At one time most Texas automobile liability insurance policies included a so-called family member exclusion which foreclosed liability coverage for any claim made by a family member against a family member. This exclusion was included in these policies based upon the insurance industry’s argument that providing coverage for claims by family members against family members would encourage fraud and collusion. In reality, excluded coverage for that class of individuals most likely to be injured, other than yourself, in an automobile collision other family members. It was in this backdrop that the Texas Supreme Court, in 1993, took up the issue of the family member exclusion in the case of National County Mutual Fire Insurance Co. v. Johnson, 879 S.W.2d 1 (Tex. 1993).
In Johnson, a policy holder’s truck collided with another automobile. His wife, a passenger in the truck, was injured and subsequently brought suit against him for negligence. Id. The policy-holder’s insurer, however, denied his request for a defense, stating that “Endorsement 575,” a family member exclusion clause, precluded coverage for a liability claim brought by a family member such as his wife. Id. The policy-holder filed a declaratory judgment action to determine his rights under the policy, while the insurer counterclaimed, asking the court to determine whether Endorsement 575 was valid under Texas law. Id.
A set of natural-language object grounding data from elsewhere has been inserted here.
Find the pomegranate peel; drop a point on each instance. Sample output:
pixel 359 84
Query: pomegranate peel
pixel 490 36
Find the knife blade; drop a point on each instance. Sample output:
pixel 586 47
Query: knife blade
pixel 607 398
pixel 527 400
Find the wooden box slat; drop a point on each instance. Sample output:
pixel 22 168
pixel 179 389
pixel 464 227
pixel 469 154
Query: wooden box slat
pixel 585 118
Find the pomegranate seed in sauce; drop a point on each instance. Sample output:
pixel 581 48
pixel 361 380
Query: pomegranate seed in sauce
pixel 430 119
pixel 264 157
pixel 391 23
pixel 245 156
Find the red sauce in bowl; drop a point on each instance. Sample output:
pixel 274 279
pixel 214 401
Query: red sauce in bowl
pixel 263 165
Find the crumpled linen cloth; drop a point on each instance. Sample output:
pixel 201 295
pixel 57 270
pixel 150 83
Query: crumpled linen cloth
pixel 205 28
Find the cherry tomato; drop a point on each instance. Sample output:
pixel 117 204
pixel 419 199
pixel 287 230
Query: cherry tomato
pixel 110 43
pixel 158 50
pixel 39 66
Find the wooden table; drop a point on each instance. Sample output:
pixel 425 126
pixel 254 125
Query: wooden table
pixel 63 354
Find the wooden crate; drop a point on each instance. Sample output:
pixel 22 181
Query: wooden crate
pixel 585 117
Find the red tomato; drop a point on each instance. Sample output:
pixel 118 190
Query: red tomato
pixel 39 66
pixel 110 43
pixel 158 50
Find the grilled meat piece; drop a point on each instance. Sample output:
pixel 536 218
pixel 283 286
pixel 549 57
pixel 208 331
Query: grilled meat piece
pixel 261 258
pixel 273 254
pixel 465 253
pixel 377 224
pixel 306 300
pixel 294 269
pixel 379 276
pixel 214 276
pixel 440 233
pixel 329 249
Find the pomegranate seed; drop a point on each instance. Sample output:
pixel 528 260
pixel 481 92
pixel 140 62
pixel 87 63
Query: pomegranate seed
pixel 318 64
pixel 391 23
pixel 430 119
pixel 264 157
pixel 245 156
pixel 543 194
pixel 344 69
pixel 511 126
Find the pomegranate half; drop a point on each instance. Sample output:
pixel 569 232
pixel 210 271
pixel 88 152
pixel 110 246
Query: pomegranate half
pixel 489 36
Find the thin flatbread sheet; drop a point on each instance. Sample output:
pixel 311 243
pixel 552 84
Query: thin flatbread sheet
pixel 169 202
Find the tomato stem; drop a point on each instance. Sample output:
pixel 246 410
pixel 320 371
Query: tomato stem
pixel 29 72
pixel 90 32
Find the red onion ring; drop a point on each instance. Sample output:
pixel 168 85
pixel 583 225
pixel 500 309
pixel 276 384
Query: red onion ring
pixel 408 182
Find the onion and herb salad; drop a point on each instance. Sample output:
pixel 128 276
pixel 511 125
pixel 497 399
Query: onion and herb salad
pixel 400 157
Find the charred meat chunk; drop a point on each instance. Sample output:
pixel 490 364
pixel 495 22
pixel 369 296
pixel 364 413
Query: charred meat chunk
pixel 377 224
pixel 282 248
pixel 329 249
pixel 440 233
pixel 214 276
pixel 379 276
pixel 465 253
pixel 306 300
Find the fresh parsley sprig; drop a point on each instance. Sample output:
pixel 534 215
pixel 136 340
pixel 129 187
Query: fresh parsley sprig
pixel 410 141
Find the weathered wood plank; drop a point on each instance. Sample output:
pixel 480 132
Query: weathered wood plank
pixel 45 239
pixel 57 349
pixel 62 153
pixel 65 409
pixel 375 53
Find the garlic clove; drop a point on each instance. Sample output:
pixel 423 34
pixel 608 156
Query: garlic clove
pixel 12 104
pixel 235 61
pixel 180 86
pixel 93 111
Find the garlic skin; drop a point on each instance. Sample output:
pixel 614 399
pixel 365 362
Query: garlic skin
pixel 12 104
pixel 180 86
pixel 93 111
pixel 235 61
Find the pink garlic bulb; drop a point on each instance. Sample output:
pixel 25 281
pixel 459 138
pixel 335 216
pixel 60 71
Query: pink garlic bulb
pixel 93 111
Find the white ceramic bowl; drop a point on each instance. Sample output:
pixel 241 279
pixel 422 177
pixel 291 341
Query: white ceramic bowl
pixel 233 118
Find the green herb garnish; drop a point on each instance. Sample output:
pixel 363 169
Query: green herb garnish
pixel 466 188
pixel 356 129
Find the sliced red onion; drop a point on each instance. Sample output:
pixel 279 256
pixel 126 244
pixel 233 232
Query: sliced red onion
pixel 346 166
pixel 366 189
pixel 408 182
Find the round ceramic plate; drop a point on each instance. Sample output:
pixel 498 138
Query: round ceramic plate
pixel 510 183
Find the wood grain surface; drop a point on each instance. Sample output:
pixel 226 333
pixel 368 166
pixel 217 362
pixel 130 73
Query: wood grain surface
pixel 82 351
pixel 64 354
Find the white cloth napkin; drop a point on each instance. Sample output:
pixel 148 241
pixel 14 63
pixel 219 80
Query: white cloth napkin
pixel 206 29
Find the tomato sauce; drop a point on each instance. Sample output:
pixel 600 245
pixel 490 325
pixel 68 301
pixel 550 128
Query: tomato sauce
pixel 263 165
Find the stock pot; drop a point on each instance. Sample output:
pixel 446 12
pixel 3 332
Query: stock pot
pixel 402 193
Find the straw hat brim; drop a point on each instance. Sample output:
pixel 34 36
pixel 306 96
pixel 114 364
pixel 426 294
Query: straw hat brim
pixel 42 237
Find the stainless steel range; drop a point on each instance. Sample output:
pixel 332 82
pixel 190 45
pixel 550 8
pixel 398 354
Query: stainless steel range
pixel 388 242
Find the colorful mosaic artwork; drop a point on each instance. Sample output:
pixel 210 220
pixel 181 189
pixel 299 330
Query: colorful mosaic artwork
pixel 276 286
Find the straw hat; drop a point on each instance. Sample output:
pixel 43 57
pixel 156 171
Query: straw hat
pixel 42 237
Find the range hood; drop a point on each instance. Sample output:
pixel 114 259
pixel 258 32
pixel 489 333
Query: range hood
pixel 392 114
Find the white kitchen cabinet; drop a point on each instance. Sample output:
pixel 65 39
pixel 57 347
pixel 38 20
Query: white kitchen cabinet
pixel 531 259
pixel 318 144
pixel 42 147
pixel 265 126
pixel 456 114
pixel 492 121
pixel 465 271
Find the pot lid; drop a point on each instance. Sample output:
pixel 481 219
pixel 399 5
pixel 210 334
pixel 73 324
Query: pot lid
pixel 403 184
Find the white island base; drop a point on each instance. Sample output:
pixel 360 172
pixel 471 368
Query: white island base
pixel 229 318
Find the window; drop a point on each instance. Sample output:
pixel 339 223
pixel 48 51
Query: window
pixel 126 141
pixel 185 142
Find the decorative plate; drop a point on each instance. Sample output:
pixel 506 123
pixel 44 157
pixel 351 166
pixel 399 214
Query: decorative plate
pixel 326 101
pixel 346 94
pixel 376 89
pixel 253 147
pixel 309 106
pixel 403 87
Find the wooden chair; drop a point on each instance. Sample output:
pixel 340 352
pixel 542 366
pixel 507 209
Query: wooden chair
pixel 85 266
On appeal of an adverse judgment in the trial court against the insurer, the Texas Supreme Court held that to the extent the family member exclusion purported to deny a family member’s claim within the minimum liability insurance limits required by Texas law, such exclusion was invalid:
- Here, the Board’s approval of the family member exclusion results in a situation in which a claimant for damages resulting from an automobile accident is not allowed to recover damages under an automobile liability insurance policy that the legislature statutorily requires to protect such claimants from losses. The exclusion prevents a specific class of innocent victims, those persons related to and living with the negligent driver, from receiving financial protection under an insurance policy. Such a result is clearly contrary to the express legislative mandate. The Board’s action in approving a family member exclusion providing for such scenarios is inconsistent with the statutory purpose of the Act, and thus their approval of the exclusion is ineffective.
Id. at 3.
Hence, in Texas a family member may make a claim against a relative’s motor vehicle liability insurance for injuries received in a motor vehicle accident caused by that relatives negligence up to the minimum liability limited provided under Texas law currently $30,000 for each injured person, up to a total of $60,000 per accident, and $25,000 for property damage per accident. Despite this fact, even today insurers will sometimes purport to deny claims in their entirety under the family law exclusion. So arm yourself with the truth, and be aware that even if your automobile accident injuries were caused by the negligence of a family member, 30/60/25 coverage is still available to you as a matter of law.¹This basic coverage is referred to as 30/60/25 coverage.